On m’a demandé de partager avec vous mon opinion au sujet de notre capacité de répondre aux besoins en matière d’accès à la justice des membres des différents groupes qui composent la société canadienne en m’inspirant de mes connaissances et de mes expériences. Dans ce bref document, j’essaierai de décrire la manière dont je perçois les faits nouveaux survenus récemment au regard de la reconnaissance des intérêts de ces divers groupes, du sens des notions de justice et d’égalité pour les membres de ces groupes au sein de notre système de justice civile[19] et des problèmes plus graves qui les empêchent d’avoir accès à la justice aujourd’hui. Ma thèse est très simple. Des progrès majeurs ont été réalisés sur le plan du fond, à la fois en ce qui concerne la reconnaissance des intérêts des divers groupes et du sens de la notion de justice et d’égalité pour leurs membres. Il en a cependant été autrement en ce qui concerne les mécanismes de prestation et les procédures nécessaires pour assurer l’accès à la justice. En fait, en conformité avec la tendance des gouvernements canadiens au cours des années 1990 de réduire la taille de la fonction publique et de privatiser la prestation des services gouvernementaux afin de réduire les impôts, on a « évidé » les mécanismes gouvernementaux et tenté avec force, dans de nombreux ressorts au Canada, de privatiser le règlement des questions liées à la diversité visées par les lois sur les droits de la personne.

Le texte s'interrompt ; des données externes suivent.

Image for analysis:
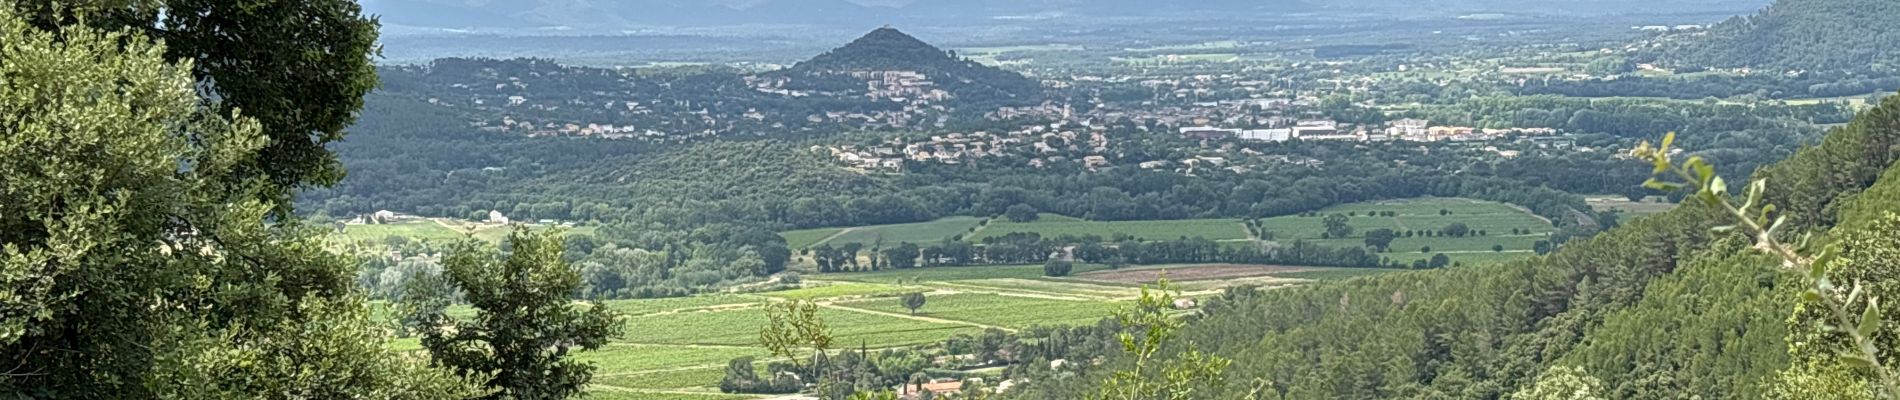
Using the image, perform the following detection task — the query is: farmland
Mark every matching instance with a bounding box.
[383,260,1376,398]
[967,217,1248,242]
[779,227,843,250]
[332,220,469,243]
[331,218,596,246]
[780,197,1555,269]
[842,293,1123,329]
[1585,195,1678,217]
[1253,197,1556,265]
[369,198,1529,397]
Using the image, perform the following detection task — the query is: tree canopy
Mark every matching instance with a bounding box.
[0,6,473,397]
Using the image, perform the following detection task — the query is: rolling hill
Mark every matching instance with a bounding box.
[770,27,1045,106]
[1648,0,1900,72]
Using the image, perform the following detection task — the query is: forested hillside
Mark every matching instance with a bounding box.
[1003,94,1900,398]
[1649,0,1900,72]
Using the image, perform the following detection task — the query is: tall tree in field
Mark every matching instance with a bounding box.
[1363,229,1398,252]
[17,0,381,212]
[0,7,477,397]
[1323,214,1354,238]
[901,292,928,316]
[414,228,624,400]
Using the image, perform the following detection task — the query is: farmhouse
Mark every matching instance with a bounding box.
[899,379,966,398]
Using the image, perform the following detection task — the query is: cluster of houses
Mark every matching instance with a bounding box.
[819,121,1115,171]
[1180,118,1560,143]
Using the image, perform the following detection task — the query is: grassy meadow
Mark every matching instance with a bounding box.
[967,217,1247,242]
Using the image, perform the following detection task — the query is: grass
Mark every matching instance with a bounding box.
[968,218,1247,242]
[843,293,1121,329]
[763,282,915,300]
[576,344,771,373]
[1378,250,1541,266]
[620,307,981,347]
[1250,198,1555,266]
[1257,198,1553,241]
[595,368,734,391]
[333,219,592,246]
[1275,268,1404,281]
[780,228,842,250]
[601,295,762,317]
[1307,235,1547,253]
[334,221,465,242]
[818,217,985,248]
[584,389,756,400]
[824,264,1110,285]
[936,278,1142,299]
[1585,195,1678,217]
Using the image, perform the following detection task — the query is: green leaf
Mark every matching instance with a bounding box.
[1860,299,1882,337]
[1744,180,1765,209]
[1709,176,1728,196]
[1644,179,1683,191]
[1811,250,1837,279]
[1802,290,1825,303]
[1842,354,1875,369]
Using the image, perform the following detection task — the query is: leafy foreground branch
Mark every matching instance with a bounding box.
[1095,279,1236,400]
[1634,133,1899,398]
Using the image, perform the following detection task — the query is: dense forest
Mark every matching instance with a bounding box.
[1647,0,1900,73]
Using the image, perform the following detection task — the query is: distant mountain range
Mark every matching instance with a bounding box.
[361,0,1768,31]
[1648,0,1900,72]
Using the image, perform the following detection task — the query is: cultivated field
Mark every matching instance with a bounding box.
[967,218,1248,242]
[1073,264,1317,284]
[331,218,595,246]
[779,227,843,250]
[1585,195,1678,217]
[333,220,469,242]
[781,217,985,250]
[843,293,1122,329]
[389,259,1390,398]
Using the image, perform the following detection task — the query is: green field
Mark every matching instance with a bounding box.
[762,282,914,300]
[842,293,1122,329]
[395,258,1361,398]
[1255,198,1555,266]
[787,217,985,249]
[968,217,1247,242]
[333,219,594,246]
[824,263,1111,285]
[601,295,761,317]
[575,344,771,374]
[334,221,468,242]
[779,228,842,250]
[621,306,981,347]
[1586,195,1678,217]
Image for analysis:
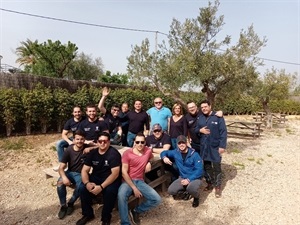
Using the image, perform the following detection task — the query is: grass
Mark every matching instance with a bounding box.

Le retrait du gouvernement des mécanismes de règlement des différends relatifs à la diversité ne favorise pas la reconnaissance et la protection des intérêts des différents groupes qui composent la société canadienne. Ces groupes sont généralement des groupes minoritaires, à la fois en termes de nombre et de ressources. Le déséquilibre des pouvoirs entre les groupes minoritaires raciaux et religieux dans une économie de marché et l’incapacité de nos tribunaux à adapter la common law de façon qu’elle protège les intérêts des minorités contre l’inégalité de traitement a mené à la création des lois relatives aux droits de la personne dans les années 1950 et 1960. Ces lois visaient à confier aux gouvernements un rôle de premier plan dans la protection des membres des groupes minoritaires contre la discrimination dans le domaine commercial. Le rôle du gouvernement consistait essentiellement à surmonter le déséquilibre des pouvoirs dans le secteur privé. Le récent retour à un rôle réduit des gouvernements dans la protection des intérêts des différents groupes a élargi le fossé entre la promesse d’assurer l’accès à la justice aux membres de ces groupes et la réalité.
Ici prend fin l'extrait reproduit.